The right to purchase these lands is given by the sections last referred to "under rules and regulations prescribed by the Secretary of the Interior."

I think the expediency and propriety of disposing of these lands for the purposes specified should in each case be determined by the Secretary of the Interior, as well as the rules and regulations governing such disposition.

The objections to the bill, however, which appear to be the most serious are found in its fifth and last section, which provides:

That any State or any county or district organization duly organized under the laws of any State or Territory may apply for any of the storage-reservoir sites not reserved by the United States, situated on unentered public lands, for the storage of water for irrigating, mining, or other useful purposes, whereupon the Secretary of the Interior shall set aside and withdraw from public sale or other disposition such site or sites and permit the use thereof for either or all of such purposes.

These provisions do not seem to be in harmony with prior laws by which, under certain conditions, arid lands may be conveyed to States for the purpose of irrigation, and it is not clear what is intended by the words "any of the storage-reservoir sites not reserved by the United States."

The apparent purpose and effect of the section is to give to the organizations mentioned the right to select such land as may present eligible reservoir sites not reserved and upon unentered lands, and demand of the Secretary of the Interior a grant of the same, leaving no discretion on the subject to him or to any other officer of the Government; and these grants are to be made without any compensation to the Government and without any specific requirement of the amount or kind of work to be done or improvements to be made upon such sites.

The grants may be demanded not only for the storage of water for irrigating purposes, but for "mining and other useful purposes." Inasmuch as no officer of the Government is vested with any discretion in the premises, the pretext that the "purpose" to be accomplished is "useful" might result in the use of these sites in a manner prejudicial to the surrounding public domain and destructive of the utilization of such sites for irrigating purposes.
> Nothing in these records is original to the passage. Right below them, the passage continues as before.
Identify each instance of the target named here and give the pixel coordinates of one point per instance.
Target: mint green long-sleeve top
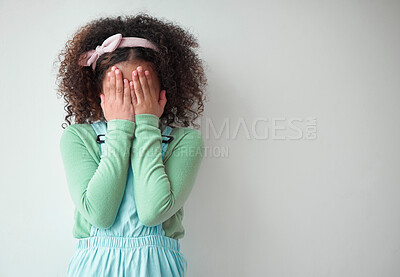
(96, 181)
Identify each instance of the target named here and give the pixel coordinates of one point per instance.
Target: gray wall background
(317, 197)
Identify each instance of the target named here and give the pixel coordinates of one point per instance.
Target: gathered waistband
(128, 242)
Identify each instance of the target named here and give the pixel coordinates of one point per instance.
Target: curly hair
(179, 68)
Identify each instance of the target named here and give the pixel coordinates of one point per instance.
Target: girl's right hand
(116, 100)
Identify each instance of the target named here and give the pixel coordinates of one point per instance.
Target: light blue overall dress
(127, 248)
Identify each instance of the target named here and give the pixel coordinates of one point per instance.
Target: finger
(133, 94)
(119, 86)
(137, 87)
(144, 84)
(151, 85)
(111, 87)
(127, 93)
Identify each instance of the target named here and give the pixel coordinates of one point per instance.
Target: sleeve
(97, 188)
(161, 190)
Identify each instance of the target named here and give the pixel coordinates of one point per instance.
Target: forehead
(132, 65)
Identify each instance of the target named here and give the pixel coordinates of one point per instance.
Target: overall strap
(100, 128)
(165, 140)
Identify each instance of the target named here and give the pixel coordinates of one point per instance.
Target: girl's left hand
(145, 98)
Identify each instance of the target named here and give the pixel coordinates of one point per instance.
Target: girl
(134, 86)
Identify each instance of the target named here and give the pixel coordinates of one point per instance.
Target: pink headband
(110, 44)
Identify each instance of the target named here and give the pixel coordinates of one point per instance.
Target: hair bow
(110, 44)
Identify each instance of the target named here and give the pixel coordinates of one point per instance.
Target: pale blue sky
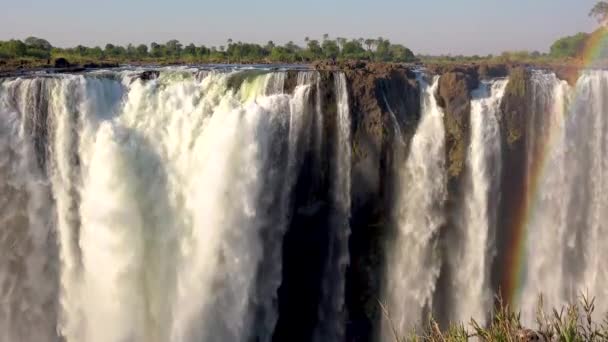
(426, 26)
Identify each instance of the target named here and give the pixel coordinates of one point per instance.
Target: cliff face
(384, 101)
(382, 98)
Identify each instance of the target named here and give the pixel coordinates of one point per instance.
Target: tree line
(378, 49)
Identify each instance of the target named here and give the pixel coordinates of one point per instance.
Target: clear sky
(426, 26)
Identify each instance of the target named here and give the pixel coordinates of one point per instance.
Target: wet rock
(454, 95)
(62, 63)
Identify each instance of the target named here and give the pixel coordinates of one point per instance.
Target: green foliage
(571, 46)
(234, 52)
(600, 12)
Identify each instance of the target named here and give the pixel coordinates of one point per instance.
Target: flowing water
(414, 264)
(472, 294)
(158, 209)
(158, 195)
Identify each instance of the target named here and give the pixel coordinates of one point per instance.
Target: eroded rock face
(454, 95)
(512, 202)
(382, 97)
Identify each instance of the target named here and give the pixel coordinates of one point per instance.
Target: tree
(156, 50)
(190, 49)
(570, 46)
(142, 50)
(38, 43)
(330, 49)
(369, 43)
(16, 48)
(174, 47)
(314, 49)
(400, 53)
(600, 12)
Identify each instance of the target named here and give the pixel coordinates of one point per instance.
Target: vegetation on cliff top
(39, 51)
(576, 322)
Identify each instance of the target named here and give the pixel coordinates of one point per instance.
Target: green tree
(383, 50)
(570, 46)
(173, 47)
(190, 50)
(400, 53)
(38, 43)
(330, 49)
(156, 50)
(353, 49)
(15, 48)
(142, 50)
(314, 49)
(600, 12)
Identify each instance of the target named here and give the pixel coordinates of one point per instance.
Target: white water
(471, 284)
(162, 215)
(414, 263)
(566, 243)
(28, 282)
(332, 312)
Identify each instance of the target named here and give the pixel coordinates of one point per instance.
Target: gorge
(295, 203)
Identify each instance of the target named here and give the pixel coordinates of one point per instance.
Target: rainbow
(594, 54)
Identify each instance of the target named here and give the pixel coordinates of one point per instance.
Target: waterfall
(332, 311)
(567, 156)
(472, 295)
(159, 195)
(28, 282)
(191, 205)
(413, 262)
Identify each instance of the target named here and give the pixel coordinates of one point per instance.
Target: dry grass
(573, 323)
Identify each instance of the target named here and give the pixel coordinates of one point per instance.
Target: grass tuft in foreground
(573, 323)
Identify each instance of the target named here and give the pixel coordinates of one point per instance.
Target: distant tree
(131, 51)
(600, 12)
(383, 50)
(291, 47)
(269, 46)
(314, 49)
(399, 53)
(38, 43)
(341, 41)
(142, 50)
(174, 47)
(15, 48)
(156, 50)
(109, 49)
(352, 49)
(369, 43)
(570, 46)
(330, 49)
(190, 50)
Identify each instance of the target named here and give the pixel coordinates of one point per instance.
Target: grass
(572, 323)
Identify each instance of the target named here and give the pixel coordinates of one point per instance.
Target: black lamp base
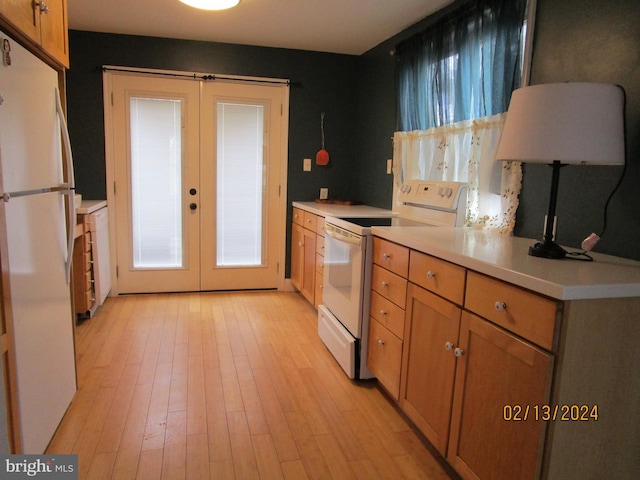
(547, 249)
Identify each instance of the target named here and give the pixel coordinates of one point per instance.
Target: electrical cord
(590, 242)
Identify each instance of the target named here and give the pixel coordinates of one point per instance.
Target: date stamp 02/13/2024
(547, 413)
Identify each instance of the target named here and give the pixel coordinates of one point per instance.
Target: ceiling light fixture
(211, 4)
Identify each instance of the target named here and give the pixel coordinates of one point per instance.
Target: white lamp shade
(574, 123)
(211, 4)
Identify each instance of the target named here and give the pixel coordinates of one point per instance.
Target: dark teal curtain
(463, 67)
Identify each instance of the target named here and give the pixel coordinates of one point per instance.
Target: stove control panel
(433, 194)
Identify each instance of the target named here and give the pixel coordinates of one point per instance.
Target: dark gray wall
(590, 41)
(575, 40)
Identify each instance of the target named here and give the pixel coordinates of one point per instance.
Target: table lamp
(562, 124)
The wise and prudent safeguards which have been incorporated in other legislation relating to the disposition of arid public lands and their irrigation seem to have been to such an extent overlooked in the construction of the bill under consideration that, in my judgment, if it should become the law a beneficent policy which the Government has entered upon in the interest of agriculture would be seriously endangered.

GROVER CLEVELAND.

EXECUTIVE MANSION, February 1, 1895.